賃貸住宅経営をされている方の多くは、会計を税理士の方にお任せして、税金の申告をされるときに、少し説明を受け疑問もなく済ませておられます。
経営が順調であれば問題はないのですが、築20年頃から「空き室が増えて、収入が減ってきた」「大規模修繕しなければならないけど、資金が足りない」「サブリースの一括借り上げ先から、家賃減額請求された」等々の問題が、発生してきます。

こんな時、税理士に相談しても、税理士は税金の専門家ですが、経営の専門家ではありません。弁護士も、法律の専門家ですが、賃貸経営についてアドバイスはできません。
そのようなリスクを少しでも減らすために、まずは経営の基本「会計」を学ぶことが大切だと考えています。

===財務諸表===
会計の目的は、財務諸表の作成です。財務諸表には「貸借対照表」「損益計算書」「キャッシュフロー計算書」などがあります。このうち税理士さんは、「貸借対照表」「損益計算書」を作成してくれます。しかし会計の知識がないと何を示しているかわかりません。

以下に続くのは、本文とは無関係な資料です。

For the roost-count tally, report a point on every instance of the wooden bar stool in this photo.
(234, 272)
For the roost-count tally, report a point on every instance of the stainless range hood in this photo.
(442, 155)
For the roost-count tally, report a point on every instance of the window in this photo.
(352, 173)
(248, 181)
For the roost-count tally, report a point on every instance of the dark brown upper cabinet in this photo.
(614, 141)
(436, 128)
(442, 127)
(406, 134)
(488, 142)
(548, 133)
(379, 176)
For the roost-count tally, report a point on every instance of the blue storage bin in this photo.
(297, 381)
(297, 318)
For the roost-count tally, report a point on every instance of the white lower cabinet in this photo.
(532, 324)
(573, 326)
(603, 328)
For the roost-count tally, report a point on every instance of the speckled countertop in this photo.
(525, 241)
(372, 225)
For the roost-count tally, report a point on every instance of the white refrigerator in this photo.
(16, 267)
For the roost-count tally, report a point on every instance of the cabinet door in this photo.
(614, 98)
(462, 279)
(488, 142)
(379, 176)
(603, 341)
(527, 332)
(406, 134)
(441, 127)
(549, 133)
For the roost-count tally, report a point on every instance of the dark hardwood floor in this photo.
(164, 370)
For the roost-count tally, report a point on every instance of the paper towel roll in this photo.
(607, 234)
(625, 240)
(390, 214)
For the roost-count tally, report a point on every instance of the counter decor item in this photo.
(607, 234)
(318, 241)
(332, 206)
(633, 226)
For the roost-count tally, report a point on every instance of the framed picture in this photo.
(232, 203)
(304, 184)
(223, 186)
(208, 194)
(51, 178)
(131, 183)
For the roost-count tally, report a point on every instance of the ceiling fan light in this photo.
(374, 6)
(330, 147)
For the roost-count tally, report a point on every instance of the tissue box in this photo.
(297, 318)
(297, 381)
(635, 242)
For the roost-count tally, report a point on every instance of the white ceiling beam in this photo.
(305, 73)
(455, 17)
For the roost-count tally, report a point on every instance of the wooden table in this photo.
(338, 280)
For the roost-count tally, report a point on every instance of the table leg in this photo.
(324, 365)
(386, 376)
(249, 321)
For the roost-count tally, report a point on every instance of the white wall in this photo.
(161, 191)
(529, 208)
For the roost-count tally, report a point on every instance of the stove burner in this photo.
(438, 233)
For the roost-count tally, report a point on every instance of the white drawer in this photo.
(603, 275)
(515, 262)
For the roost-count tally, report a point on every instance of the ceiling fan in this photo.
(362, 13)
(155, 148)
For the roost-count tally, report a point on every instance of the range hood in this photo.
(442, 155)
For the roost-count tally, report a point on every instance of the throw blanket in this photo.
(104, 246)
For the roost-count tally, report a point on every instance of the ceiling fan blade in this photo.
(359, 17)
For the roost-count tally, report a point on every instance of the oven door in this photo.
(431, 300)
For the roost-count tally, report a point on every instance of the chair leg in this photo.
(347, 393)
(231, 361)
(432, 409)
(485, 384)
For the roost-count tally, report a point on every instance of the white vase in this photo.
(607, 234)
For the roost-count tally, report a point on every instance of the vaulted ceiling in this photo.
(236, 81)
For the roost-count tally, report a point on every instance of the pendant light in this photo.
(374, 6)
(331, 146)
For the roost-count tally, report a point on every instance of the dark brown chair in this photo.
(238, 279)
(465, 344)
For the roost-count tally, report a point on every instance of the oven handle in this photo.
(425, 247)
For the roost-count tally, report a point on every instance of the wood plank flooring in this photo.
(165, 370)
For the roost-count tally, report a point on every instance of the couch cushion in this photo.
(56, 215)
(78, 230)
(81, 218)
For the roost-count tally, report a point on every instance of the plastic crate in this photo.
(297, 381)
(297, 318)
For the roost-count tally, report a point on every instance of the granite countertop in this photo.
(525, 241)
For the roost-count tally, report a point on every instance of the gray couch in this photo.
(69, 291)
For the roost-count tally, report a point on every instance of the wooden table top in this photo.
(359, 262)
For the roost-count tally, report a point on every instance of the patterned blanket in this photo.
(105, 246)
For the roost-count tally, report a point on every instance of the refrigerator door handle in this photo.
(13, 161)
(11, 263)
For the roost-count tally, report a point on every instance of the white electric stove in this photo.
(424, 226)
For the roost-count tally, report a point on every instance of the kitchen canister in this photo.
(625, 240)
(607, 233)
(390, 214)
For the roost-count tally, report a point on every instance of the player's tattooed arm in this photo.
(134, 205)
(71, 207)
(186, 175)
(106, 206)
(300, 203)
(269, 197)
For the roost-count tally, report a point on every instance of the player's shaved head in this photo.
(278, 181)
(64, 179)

その内容を知っておくことで、現在の経営状況を把握するだけではなく、将来のために何が必要かを考え、今後必要な資金の準備をするきっかけになります。

===経営指標===
財務諸表の数字から「経営指標」を知ることができます。
金融機関は、賃貸経営の状態を「経営指数」で判断します。経営指標といっても多くの種類がありますが、すべてを知る必要はありません。
賃貸経営で、大切なのは「投資利回り」「レバレッジ判定」「返済倍率」「損益分岐点」などです。経営指標を知ることで、現在の経営状態だけではなく、将来のリスクへの備えも考えることができます。

===不動産の価値を知る===
不動産のオーナーの中には、所有されている不動産の現在価値を正しく認識しておられない方もいらっしゃいます。現在の価値を知ってもすぐに役立つわけではありませんので、認識が薄いようです。
しかし大規模修繕費用を借り入れを行う場合、金融機関は不動産の価値を査定します。不動産価値の査定を知っておくと、金融機関への申し込みの際に役立ちます。
そして、いずれは建て替えたり、相続・継承の時期が来ます。場合によっては売却するかもしれません。不動産価値を定期的に調べておくと、将来どのように変動するかの予測もできます。

===会計の基礎を学ぶ===
会計学は大変広い学問です。すべてを学ぶのは難しいのですが、その基礎を知っておくだけで、リスクを減らすことができます。日本住宅性能検査協会では、その基礎を学ぶ機会を設けています。